On 11/06/2012 07:22 AM, Alexey Kardashevskiy wrote:
> On 02/11/12 23:12, Orit Wasserman wrote:
>> On 11/02/2012 05:10 AM, David Gibson wrote:
>>> Asking for some advice on the list.
>>>
>>> I have prorotype savevm and migration support ready for the pseries
>>> machine. They seem to work under simple circumstances (idle guest).
>>> To test them more extensively I've been attempting to perform live
>>> migrations (just over tcp->localhost) which the guest is active with
>>> something. In particular I've tried while using octave to do matrix
>>> multiply (so exercising the FP unit) and my colleague Alexey has tried
>>> during some video encoding.
>>>
>> As you are doing local migration one option is to setting the speed higher
>> than line speed , as we don't actually send the data, another is to set high
>> downtime.
>>
>>> However, in each of these cases, we've found that the migration only
>>> completes and the source instance only stops after the intensive
>>> workload has (just) completed. What I surmise is happening is that
>>> the workload is touching memory pages fast enough that the ram
>>> migration code is never getting below the threshold to complete the
>>> migration until the guest is idle again.
>>>
>> The workload you chose is really bad for live migration, as all the guest
>> does is
>> dirtying his memory. I recommend looking for workload that does some
>> networking or disk IO.
>> Vinod succeeded running SwingBench and SLOB benchmarks that converged ok, I
>> don't
>> know if they run on pseries, but similar workload should be ok(small
>> database/warehouse).
>> We found out that SpecJbb on the other hand is hard to converge.

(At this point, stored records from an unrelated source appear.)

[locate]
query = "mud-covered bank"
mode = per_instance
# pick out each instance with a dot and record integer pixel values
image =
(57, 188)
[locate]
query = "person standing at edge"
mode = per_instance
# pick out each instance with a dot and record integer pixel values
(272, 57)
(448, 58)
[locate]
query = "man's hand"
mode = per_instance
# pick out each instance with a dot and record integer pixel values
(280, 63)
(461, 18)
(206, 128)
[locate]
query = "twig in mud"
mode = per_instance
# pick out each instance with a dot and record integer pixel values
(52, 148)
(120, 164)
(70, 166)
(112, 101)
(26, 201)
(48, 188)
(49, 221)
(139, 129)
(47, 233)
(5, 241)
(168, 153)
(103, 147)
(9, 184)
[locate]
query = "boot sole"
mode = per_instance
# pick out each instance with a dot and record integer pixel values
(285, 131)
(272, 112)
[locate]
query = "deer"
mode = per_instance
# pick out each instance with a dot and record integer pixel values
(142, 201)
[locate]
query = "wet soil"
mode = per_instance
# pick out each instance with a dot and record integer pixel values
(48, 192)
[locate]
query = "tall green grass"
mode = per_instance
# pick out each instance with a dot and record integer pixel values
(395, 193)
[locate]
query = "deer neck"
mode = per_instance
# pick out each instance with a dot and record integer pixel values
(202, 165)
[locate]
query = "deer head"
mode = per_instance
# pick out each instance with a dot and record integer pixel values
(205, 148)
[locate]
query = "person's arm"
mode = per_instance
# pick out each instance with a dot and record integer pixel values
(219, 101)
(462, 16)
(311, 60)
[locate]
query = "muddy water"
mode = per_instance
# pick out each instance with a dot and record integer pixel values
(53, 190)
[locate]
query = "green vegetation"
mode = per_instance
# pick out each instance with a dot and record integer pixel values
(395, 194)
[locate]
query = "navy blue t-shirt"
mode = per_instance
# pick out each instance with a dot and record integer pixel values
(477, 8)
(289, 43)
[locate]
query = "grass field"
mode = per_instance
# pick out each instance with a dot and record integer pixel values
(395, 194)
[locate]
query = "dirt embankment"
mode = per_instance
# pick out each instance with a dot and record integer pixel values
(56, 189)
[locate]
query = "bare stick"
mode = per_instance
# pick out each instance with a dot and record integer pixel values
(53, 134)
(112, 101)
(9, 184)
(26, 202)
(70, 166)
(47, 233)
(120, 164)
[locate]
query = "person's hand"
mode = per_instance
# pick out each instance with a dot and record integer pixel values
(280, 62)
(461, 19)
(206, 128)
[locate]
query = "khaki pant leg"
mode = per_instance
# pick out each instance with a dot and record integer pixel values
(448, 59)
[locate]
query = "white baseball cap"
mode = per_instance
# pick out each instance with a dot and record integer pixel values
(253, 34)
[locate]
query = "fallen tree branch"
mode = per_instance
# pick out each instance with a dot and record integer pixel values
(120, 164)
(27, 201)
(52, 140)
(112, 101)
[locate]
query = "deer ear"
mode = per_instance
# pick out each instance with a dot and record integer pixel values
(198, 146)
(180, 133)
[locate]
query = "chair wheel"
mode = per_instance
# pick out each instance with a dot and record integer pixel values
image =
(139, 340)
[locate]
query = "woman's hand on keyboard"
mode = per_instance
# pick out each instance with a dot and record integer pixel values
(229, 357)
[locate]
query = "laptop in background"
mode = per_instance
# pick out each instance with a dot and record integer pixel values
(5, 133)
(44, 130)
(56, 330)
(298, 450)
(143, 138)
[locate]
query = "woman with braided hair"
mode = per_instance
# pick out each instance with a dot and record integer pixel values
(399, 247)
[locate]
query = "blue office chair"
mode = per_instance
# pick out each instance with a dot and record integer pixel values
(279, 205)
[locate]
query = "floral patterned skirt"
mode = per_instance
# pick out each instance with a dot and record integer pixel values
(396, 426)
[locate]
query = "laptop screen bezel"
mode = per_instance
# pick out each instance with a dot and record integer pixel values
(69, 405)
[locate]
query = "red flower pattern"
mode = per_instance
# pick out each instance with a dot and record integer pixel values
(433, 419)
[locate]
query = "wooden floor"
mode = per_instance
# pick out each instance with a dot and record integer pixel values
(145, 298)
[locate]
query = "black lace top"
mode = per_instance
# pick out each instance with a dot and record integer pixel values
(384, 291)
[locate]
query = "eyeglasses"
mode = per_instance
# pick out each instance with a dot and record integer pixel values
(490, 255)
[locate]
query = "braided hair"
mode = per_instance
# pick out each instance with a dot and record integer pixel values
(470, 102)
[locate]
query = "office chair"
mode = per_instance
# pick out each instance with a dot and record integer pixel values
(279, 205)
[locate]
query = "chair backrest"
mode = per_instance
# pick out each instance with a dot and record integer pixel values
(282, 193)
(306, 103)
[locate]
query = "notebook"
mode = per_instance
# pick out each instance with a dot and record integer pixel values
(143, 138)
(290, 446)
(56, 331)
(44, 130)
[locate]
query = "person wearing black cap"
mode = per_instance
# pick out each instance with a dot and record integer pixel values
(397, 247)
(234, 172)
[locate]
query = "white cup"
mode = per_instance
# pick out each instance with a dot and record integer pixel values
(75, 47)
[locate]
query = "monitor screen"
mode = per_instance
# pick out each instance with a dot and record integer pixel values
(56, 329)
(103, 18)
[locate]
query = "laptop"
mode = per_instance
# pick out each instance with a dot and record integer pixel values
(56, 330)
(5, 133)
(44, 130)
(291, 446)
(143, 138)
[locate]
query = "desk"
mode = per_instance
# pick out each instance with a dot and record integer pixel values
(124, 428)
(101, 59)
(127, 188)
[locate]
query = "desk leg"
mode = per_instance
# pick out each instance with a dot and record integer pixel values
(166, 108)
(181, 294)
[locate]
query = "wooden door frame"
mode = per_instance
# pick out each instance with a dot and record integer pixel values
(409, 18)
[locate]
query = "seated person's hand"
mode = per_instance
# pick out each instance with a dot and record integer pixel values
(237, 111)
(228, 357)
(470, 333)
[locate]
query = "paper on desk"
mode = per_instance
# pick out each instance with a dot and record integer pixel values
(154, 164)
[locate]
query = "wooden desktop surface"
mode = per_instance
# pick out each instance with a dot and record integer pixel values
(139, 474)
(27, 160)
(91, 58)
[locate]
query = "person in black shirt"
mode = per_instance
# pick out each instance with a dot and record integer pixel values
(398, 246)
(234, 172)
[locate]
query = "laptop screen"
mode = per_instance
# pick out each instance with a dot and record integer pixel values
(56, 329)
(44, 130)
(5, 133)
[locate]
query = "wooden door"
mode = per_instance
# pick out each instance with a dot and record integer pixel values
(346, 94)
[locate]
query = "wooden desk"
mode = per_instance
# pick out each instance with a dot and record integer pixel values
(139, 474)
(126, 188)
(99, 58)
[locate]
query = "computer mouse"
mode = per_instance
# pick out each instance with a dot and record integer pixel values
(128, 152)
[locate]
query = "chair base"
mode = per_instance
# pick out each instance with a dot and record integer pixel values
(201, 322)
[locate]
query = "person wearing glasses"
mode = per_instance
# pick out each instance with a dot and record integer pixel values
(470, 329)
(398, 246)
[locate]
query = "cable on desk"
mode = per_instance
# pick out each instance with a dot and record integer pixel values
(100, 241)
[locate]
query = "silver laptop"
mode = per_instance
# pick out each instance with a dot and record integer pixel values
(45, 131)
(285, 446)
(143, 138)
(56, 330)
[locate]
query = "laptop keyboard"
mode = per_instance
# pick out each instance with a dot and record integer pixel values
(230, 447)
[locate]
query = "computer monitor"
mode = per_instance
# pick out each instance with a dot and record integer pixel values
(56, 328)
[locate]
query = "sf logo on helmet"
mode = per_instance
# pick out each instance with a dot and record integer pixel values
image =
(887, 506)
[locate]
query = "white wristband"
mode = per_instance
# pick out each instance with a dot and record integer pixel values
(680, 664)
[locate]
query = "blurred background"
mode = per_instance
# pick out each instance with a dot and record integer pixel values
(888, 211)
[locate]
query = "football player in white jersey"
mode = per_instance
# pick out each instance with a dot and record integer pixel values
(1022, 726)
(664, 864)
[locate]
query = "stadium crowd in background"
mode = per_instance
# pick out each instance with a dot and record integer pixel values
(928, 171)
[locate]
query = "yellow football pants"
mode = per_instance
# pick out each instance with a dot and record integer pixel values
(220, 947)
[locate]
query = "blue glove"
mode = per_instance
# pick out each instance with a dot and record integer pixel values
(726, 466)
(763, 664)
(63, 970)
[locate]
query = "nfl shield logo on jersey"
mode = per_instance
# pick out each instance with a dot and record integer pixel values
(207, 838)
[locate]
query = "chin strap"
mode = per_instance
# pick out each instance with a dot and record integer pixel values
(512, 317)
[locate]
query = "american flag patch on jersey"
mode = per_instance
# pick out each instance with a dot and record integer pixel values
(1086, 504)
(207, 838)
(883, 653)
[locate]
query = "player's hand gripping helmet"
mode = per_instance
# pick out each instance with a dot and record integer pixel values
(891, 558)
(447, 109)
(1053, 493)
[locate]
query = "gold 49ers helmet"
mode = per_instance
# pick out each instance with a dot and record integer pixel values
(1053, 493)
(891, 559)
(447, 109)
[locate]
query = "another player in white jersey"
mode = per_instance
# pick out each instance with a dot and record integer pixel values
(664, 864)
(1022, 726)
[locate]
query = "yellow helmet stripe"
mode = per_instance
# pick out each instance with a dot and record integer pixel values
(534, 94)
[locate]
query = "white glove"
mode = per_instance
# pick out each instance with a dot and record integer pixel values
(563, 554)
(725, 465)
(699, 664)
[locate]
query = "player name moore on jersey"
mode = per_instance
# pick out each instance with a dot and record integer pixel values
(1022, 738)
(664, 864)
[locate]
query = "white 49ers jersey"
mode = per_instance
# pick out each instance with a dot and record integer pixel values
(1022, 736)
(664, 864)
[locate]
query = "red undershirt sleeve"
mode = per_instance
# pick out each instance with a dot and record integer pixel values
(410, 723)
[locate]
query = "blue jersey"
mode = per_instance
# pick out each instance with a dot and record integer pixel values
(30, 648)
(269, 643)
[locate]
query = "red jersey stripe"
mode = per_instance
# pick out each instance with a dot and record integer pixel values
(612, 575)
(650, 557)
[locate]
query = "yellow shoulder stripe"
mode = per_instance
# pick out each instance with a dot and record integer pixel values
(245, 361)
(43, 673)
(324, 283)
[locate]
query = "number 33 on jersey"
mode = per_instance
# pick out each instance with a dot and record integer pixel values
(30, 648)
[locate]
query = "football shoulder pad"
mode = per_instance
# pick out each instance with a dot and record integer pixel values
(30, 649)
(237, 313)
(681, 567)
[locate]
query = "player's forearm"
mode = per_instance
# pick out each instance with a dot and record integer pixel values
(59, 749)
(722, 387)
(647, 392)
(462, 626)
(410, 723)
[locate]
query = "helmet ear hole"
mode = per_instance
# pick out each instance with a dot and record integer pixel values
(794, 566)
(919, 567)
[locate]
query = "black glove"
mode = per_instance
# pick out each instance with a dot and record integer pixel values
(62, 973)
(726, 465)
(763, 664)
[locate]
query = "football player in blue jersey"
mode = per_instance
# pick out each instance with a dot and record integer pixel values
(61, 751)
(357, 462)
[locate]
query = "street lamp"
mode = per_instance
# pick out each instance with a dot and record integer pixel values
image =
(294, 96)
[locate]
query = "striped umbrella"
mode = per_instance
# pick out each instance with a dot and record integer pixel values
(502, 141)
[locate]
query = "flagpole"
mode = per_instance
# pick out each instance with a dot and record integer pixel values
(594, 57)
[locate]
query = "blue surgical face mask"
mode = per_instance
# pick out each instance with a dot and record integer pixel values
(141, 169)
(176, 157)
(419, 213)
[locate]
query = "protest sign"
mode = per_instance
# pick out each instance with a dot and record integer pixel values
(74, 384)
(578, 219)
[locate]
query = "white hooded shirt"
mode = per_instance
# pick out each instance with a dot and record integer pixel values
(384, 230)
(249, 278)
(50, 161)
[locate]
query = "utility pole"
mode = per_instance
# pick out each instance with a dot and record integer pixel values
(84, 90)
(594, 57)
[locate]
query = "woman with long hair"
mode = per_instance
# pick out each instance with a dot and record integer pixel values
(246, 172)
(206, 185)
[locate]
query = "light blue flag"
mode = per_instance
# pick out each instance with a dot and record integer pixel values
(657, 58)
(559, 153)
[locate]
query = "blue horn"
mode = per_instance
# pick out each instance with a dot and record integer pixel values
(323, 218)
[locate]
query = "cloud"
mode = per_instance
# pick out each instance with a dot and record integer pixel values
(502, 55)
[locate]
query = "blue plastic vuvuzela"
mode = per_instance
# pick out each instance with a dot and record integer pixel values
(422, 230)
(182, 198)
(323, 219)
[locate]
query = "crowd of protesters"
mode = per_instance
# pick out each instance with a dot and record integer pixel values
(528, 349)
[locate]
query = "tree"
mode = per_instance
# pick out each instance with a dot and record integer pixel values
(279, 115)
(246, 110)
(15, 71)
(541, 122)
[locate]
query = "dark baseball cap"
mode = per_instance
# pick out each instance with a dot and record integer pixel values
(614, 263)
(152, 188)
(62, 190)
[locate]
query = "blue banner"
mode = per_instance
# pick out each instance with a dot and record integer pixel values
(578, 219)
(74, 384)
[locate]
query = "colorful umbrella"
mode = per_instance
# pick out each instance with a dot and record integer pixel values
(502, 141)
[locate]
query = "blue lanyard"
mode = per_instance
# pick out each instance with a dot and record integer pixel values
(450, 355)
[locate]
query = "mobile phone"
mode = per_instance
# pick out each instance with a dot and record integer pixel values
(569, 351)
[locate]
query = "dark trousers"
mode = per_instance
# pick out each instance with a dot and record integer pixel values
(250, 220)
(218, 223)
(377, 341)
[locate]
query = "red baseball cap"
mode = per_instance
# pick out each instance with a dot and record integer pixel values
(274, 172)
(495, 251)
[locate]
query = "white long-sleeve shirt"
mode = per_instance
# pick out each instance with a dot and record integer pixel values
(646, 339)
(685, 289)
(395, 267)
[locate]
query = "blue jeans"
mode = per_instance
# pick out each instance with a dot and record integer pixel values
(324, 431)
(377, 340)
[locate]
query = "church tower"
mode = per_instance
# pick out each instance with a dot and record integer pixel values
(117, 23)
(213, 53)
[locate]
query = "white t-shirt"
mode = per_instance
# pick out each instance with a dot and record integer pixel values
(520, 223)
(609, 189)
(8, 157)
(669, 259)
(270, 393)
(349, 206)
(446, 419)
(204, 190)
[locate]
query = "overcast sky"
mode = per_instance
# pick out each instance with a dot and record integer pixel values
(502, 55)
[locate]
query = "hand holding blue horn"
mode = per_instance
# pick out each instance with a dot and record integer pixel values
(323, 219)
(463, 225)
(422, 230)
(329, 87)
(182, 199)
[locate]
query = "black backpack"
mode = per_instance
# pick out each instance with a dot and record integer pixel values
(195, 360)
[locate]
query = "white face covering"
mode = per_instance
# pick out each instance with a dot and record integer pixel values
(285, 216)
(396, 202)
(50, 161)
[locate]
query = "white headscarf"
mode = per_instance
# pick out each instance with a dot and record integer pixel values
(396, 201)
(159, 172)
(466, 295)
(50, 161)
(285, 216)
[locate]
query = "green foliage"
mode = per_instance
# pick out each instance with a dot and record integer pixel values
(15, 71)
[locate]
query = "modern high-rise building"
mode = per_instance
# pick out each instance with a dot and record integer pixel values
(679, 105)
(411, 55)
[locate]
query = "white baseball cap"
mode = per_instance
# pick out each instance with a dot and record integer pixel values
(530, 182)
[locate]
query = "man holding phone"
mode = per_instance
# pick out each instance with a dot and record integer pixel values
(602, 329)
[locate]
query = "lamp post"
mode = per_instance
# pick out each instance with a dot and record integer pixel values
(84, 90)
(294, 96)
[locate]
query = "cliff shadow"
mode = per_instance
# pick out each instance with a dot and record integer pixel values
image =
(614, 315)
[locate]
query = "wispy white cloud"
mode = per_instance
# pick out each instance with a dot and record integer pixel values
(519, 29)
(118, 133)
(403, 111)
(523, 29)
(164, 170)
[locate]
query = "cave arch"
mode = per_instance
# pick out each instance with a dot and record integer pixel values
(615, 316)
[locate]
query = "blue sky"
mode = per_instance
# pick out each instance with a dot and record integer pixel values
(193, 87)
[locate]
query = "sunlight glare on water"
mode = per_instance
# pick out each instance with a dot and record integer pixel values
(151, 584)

>> Web workload or video streaming also do the trick.
>
>
> My ffmpeg workload is simple encoding h263+ac3 to h263+ac3, 64*36 pixels. So
> it should not be dirtying memory too much. Or is it?
>
> (qemu) info migrate
> capabilities: xbzrle: off
> Migration status: completed
> total time: 14538 milliseconds
> downtime: 1273 milliseconds
> transferred ram: 389961 kbytes
> remaining ram: 0 kbytes
> total ram: 1065024 kbytes
> duplicate: 181949 pages
> normal: 97446 pages
> normal bytes: 389784 kbytes
>
> How many bytes were actually transferred? "duplicate" * 4K = 745MB?
For duplicate we send one byte and those are usually zero pages + the page
header.
transferred is the actual amount of bytes sent so here is around 389M was sent.
>
> Is there any tool in QEMU to see how many pages are used/dirty/etc?
sadly no.
> "info" does not seem to have any kind of such statistic.
>
> btw the new guest did not resume (qemu still responds on commands) but this
> is probably our problem within "pseries" platform. What is strange is that
> "info migrate" on the new guest shows nothing:
>
> (qemu) info migrate
> (qemu)
>
the "info migrate" command displays outgoing migration information not incoming
..
>
>
>
>> Cheers,
>> Orit
>>
>>> Does anyone have some ideas for testing this better: workloads that
>>> are less likely to trigger this behaviour, or settings to tweak in the
>>> migration itself to make it more likely to complete migration while
>>> the workload is still active.
>>>
>>
>
>